Burning Wheel builds on the assumption that you will “Fight for what you believe.” And the question hit me – What if this imperative is not just for the characters’ players but is for the Game Master as well?

What should a Game Master fight for?

First and foremost, we are all playing a game, and as such all participants should fight for enjoyment.  The short-term enjoyment of a single in-game moment, the medium-term enjoyment of a resolving story-arc, and the long-term enjoyment of character development and narrative closure.

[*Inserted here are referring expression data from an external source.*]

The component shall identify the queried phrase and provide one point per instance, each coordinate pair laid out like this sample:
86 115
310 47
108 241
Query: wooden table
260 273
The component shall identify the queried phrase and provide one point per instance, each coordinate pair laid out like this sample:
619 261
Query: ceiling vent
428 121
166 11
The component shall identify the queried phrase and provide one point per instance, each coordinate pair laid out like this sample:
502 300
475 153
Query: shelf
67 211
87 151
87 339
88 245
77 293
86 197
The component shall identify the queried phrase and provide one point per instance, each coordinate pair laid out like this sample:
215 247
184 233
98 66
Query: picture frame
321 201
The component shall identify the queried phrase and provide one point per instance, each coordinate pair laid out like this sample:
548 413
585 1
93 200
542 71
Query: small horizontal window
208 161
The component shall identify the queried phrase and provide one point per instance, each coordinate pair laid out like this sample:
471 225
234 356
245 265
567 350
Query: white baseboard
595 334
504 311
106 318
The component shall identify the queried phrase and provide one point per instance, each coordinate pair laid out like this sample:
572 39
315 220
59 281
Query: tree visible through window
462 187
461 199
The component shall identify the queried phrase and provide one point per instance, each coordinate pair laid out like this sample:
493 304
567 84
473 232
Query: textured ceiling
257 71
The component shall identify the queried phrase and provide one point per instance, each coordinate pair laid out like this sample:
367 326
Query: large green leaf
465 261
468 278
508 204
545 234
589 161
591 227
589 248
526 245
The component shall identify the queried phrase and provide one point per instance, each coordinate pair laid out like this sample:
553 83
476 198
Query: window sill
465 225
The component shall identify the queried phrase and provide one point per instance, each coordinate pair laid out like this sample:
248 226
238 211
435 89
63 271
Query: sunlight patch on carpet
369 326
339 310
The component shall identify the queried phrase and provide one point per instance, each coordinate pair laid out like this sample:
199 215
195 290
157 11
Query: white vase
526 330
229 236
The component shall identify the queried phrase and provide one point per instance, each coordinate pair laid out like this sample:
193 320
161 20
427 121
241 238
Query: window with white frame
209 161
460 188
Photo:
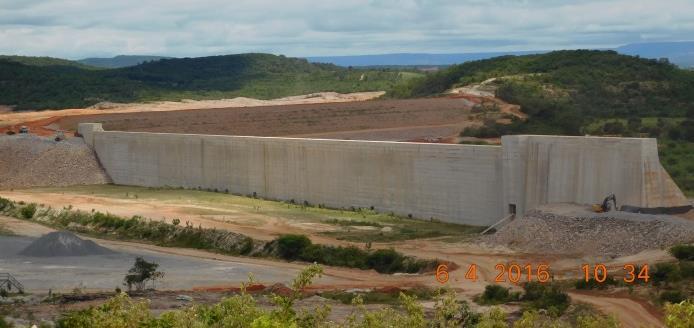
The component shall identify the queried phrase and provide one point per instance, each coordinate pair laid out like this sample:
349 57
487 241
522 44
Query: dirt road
630 313
42 122
332 120
265 227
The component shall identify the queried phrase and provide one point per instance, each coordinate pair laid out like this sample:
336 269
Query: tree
142 272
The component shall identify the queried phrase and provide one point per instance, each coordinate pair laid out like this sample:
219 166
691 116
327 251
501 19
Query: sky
76 29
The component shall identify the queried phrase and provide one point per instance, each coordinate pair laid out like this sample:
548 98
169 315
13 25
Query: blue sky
83 28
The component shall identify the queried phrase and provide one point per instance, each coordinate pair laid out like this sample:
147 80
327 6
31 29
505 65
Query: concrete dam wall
466 184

A Game Master should fight to challenge the players and characters.  Guaranteed success is boring. In fact, my most memorable sessions are inevitably where situations spiral out of control, ala Fiasco-style, because success wasn’t guaranteed.  Typically these sessions are also very combat-lite.  A thinly veiled threat of splitting the loot 2 ways comes to mind.

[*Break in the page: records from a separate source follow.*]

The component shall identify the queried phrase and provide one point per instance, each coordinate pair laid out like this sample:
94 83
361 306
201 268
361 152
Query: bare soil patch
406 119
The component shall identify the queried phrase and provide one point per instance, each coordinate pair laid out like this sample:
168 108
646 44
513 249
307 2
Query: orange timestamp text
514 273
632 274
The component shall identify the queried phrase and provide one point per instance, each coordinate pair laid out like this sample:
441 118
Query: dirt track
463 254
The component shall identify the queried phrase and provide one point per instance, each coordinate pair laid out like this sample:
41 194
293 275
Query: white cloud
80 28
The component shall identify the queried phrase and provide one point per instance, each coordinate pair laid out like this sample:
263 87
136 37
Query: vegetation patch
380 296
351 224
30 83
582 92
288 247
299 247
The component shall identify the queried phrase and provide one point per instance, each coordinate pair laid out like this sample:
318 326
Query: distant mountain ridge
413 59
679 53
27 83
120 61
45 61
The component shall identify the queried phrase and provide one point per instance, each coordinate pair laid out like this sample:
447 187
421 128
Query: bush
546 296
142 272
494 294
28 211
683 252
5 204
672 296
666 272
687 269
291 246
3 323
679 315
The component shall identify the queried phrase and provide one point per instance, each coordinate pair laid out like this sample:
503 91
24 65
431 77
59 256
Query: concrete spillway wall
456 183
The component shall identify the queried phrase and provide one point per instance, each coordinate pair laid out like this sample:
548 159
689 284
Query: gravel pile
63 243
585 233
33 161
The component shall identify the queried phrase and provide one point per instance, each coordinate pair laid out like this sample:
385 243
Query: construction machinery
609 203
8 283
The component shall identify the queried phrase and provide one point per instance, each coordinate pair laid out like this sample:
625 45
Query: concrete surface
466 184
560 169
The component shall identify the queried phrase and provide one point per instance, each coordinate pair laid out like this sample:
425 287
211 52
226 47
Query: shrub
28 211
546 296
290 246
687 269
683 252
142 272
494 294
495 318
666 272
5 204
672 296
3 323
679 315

Most systems I’ve played have two possible outcomes for a given roll…Success or Failure.  If I succeed, I am given narrative control.  If I fail, the GM is given narrative control.  There is no negotiation. No compromise.

I believe Apocalypse World gets it so very right by codifying that moves have a third possible outcome: Partial Success. Partial Success is a negotiated success…I get something that I want, but with a cost.  In the case of Apocalypse World, I’m negotiating with the rules.  In the case of Burning Wheel’s Duel of Wits, I’m negotiating with the table.

And lastly fight for what the characters and players believe in.  I struggle with engaging everyone’s beliefs.  In part this is a natural consequence of my failure to help shepherd character creation by not successfully conveying my campaign vision.  Also, beliefs are adjusted and change according to developing goals.  Keeping this information up to date is a challenge…especially if you can’t get confirmation from your game group that you are even playing that weekend.

In summary, understand what your players want then challenge and engage them via the story and the system.